Nice try but no Cigar

The last-ever Mid-term Meeting of the Consultative Group on International Agricultural Research (CGIAR) has shuffled into extinction in Durban, South Africa. The fate of the outmoded Green Revolution centers - the South's most important scientific research system, remains in limbo. The 'donorsaurs' (as its 58 funding governments and foundations have been dubbed) are faced with a number of unresolved challenges.

Historically challenged: The Green Revolution harks back to the 1940's and Norman Borlaug's pioneering work in the hills outside Mexico City breeding semi-dwarf wheat. Short-strawed wheat, maize and rice push a plant s energy into its grains. Cereal production, with pumped up fertilizers, irrigation and herbicides, boomed. By 1970 Borlaug was awarded the Nobel Peace Prize and shortly thereafter, the thin green band of research stations that sparked the Revolution were organized into the CGIAR's International Agricultural Research Centres, the IARChy fed by the CG's 'donorsaurs'. Thirty years have passed since the halcyon days of the CG s founding. There are now 16 Centres, 58 donors (mostly governments, foundations and the World Bank), about 8000 researchers and support personnel, and an annual budget of almost $340 million.

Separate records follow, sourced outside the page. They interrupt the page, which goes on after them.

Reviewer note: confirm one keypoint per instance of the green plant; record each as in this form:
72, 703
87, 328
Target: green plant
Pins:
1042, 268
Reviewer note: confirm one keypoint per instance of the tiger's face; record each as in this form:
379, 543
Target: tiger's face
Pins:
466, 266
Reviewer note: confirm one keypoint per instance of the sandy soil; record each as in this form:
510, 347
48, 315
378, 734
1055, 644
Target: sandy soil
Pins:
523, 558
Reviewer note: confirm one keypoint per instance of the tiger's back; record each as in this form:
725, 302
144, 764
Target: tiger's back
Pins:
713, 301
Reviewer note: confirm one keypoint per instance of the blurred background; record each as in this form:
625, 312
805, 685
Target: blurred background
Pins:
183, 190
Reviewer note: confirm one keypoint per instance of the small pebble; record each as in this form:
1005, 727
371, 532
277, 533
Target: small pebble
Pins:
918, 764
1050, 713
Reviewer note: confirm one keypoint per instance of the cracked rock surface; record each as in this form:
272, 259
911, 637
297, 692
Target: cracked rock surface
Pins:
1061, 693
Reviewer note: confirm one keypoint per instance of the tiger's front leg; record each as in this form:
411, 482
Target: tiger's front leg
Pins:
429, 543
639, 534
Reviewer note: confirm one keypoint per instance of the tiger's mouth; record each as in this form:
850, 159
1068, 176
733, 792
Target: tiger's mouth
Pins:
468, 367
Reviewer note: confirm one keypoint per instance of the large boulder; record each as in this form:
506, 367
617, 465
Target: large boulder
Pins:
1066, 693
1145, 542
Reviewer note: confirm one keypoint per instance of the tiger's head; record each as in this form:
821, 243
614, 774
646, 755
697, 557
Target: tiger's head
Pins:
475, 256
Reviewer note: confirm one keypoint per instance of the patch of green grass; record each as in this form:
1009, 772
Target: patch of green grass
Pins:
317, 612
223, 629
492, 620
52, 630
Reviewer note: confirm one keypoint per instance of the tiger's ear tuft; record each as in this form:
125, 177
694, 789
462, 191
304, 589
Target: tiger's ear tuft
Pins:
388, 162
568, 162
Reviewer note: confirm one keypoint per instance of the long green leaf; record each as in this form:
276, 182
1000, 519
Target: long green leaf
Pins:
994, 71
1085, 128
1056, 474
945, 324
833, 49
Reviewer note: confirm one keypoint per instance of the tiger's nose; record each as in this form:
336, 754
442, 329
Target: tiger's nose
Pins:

At thirty, however, 'Cigar' (as German advocacy groups sometimes call it), isn t quite the poor's 'Che Guevara' it once hoped to be. The 16 'big box' science campuses scattered around the South are looking a little ragged around their radical fringes. The funding, in real dollars, is stagnating. Good scientists are being let go -- or running off to better provisioned laboratories in the private sector. The old revolutionaries have been caught in dalliances with the Biotech industry, flirting with life patents.

But even as the threat of extinction looms over them, some of the centers are proving themselves progressive and agile. As a result, some civil society organizations monitoring the CGIAR System would like to see the IARCs shed their cumbersome campuses and evolve into regionally-focused 'science-animateurs' or collaborative catalysts.